CHAPTER 7 So far we have been demonstrated the potentials of flexible manufacturing technology that is currently available or in the process of development for convertibility towards CPS Module in the smart factory. We have seen that an important factor of the ‘Industrie 4.0’ strategy is the preservation and continuous further use (and improvement, i.e. the “elevation” of technological potentials) of already existing smart production technology and to include these technologies in the emerging structures of the smart factory. Obviously this requires migration strategies towards the smart factory. But since the existing technological components are not sufficient to implement the concept of ‘Industry 4.0’, the pathway to this end is thus both, evolutionary and also radical innovation. And it is very likely that also the work organisation and qualification structures of the smart factory can not only be thought of as an evolutionary continuation of today’s structures, but also require radical re-thinking.

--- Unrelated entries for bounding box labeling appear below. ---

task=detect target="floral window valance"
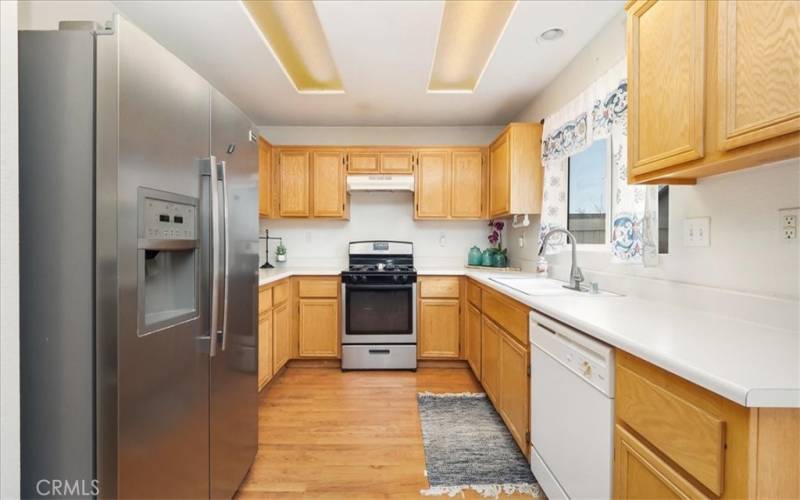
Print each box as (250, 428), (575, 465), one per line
(540, 60), (658, 263)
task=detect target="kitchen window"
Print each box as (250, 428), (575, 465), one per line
(567, 138), (669, 254)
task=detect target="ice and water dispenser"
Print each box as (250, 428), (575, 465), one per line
(137, 188), (200, 336)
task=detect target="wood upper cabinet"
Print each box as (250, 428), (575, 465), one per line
(498, 335), (530, 455)
(626, 0), (800, 184)
(381, 149), (414, 174)
(488, 123), (542, 217)
(311, 151), (347, 217)
(628, 0), (706, 174)
(414, 151), (451, 219)
(277, 150), (311, 217)
(347, 149), (381, 174)
(258, 137), (272, 217)
(710, 0), (800, 150)
(419, 299), (460, 358)
(465, 304), (481, 380)
(450, 151), (483, 219)
(298, 298), (339, 358)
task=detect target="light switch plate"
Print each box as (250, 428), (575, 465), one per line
(683, 217), (711, 247)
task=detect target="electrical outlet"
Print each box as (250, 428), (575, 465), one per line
(778, 208), (800, 241)
(683, 217), (711, 247)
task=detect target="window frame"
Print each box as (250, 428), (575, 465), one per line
(567, 136), (614, 249)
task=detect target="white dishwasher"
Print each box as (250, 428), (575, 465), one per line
(529, 312), (614, 500)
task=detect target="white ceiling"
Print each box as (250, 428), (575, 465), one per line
(114, 0), (624, 126)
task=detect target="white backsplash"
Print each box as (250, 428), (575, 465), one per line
(259, 192), (489, 268)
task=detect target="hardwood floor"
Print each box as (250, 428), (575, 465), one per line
(237, 367), (532, 499)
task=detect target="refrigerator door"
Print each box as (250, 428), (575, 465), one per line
(210, 89), (258, 498)
(113, 17), (212, 498)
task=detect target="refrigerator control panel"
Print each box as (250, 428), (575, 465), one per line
(142, 197), (197, 240)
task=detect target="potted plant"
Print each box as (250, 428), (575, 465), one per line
(489, 220), (508, 267)
(275, 241), (286, 262)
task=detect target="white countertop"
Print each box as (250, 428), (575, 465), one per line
(259, 267), (800, 408)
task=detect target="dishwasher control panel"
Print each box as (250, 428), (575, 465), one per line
(530, 313), (614, 398)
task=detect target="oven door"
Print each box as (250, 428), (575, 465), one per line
(342, 283), (417, 344)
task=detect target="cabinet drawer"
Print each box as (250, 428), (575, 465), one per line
(467, 281), (481, 310)
(272, 281), (290, 306)
(482, 290), (529, 345)
(419, 276), (458, 299)
(258, 287), (272, 312)
(616, 365), (725, 495)
(298, 279), (339, 298)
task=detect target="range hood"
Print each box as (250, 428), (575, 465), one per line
(347, 174), (414, 192)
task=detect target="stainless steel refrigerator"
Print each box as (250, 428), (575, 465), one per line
(19, 16), (258, 498)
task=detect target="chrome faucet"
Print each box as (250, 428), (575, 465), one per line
(539, 228), (584, 292)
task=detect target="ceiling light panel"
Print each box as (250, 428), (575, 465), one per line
(242, 0), (344, 94)
(428, 0), (517, 93)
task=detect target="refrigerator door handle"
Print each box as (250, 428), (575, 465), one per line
(217, 160), (230, 351)
(201, 156), (219, 358)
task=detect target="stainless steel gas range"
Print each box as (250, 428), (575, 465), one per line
(341, 241), (417, 370)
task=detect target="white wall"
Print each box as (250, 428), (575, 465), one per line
(508, 9), (800, 325)
(260, 126), (502, 267)
(0, 1), (20, 498)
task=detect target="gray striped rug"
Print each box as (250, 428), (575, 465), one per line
(417, 392), (541, 497)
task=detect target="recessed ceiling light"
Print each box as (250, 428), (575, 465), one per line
(242, 0), (344, 94)
(536, 28), (565, 43)
(428, 0), (517, 93)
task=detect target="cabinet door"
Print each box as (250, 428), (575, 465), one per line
(258, 311), (273, 389)
(450, 151), (483, 219)
(347, 150), (381, 174)
(312, 151), (346, 217)
(613, 425), (707, 499)
(419, 299), (459, 358)
(717, 0), (800, 150)
(381, 151), (414, 174)
(481, 316), (502, 406)
(272, 302), (292, 373)
(414, 151), (450, 219)
(498, 333), (530, 455)
(299, 299), (339, 358)
(278, 151), (311, 217)
(466, 304), (481, 380)
(489, 133), (511, 217)
(628, 0), (706, 175)
(258, 137), (272, 217)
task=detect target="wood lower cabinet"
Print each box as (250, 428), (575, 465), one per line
(272, 302), (293, 373)
(298, 298), (339, 358)
(295, 276), (341, 358)
(481, 316), (503, 407)
(498, 334), (530, 455)
(277, 150), (311, 217)
(614, 350), (800, 499)
(465, 304), (481, 380)
(418, 299), (460, 359)
(626, 0), (800, 184)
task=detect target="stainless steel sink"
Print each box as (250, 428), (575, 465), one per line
(489, 277), (618, 297)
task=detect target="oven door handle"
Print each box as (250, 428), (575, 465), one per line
(345, 283), (414, 290)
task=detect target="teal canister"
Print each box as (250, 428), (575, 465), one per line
(481, 248), (494, 266)
(467, 247), (481, 266)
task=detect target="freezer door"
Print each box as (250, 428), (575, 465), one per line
(210, 89), (258, 498)
(114, 17), (210, 498)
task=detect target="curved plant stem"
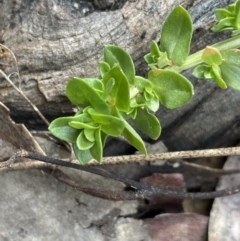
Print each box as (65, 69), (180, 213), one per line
(87, 147), (240, 165)
(167, 35), (240, 72)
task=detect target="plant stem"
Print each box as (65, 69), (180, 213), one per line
(167, 35), (240, 72)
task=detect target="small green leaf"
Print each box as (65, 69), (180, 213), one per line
(68, 121), (99, 130)
(212, 65), (227, 89)
(83, 128), (95, 142)
(202, 46), (222, 65)
(48, 117), (80, 143)
(150, 40), (161, 59)
(144, 92), (159, 112)
(73, 144), (93, 164)
(103, 78), (115, 100)
(132, 108), (161, 140)
(192, 64), (214, 79)
(66, 78), (110, 114)
(103, 65), (130, 111)
(134, 76), (153, 92)
(219, 49), (240, 91)
(104, 45), (135, 84)
(88, 108), (124, 136)
(160, 6), (193, 66)
(143, 53), (154, 64)
(148, 69), (194, 109)
(76, 131), (94, 150)
(122, 121), (147, 155)
(157, 52), (170, 69)
(99, 61), (111, 78)
(90, 129), (103, 163)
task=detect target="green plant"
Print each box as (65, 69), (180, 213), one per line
(49, 0), (240, 164)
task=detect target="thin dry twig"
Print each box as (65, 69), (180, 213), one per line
(87, 147), (240, 165)
(2, 150), (240, 200)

This Chapter will address the so far unexplained relationship between the technology of the smart factory and the organisational and qualification aspects of production under the conditions of ‘Industrie 4.0’. In popular debate, this often reads as follows: Will the smart factory revolutionise the world of work? Or: Will ‘Industrie 4.0’ demand completely new qualifications of the work force? These and other questions will be taken up and answered tentatively. The focus will be on requirements for work organisation and qualification in the areas of design (construction) and manufacture. This means that on the one hand engineers are targeted and on the other technicians and personnel at shop-floor level. The former see themselves as developers of smart production systems, the others as implementers and maintenance personnel exposed to the newly arising challenges.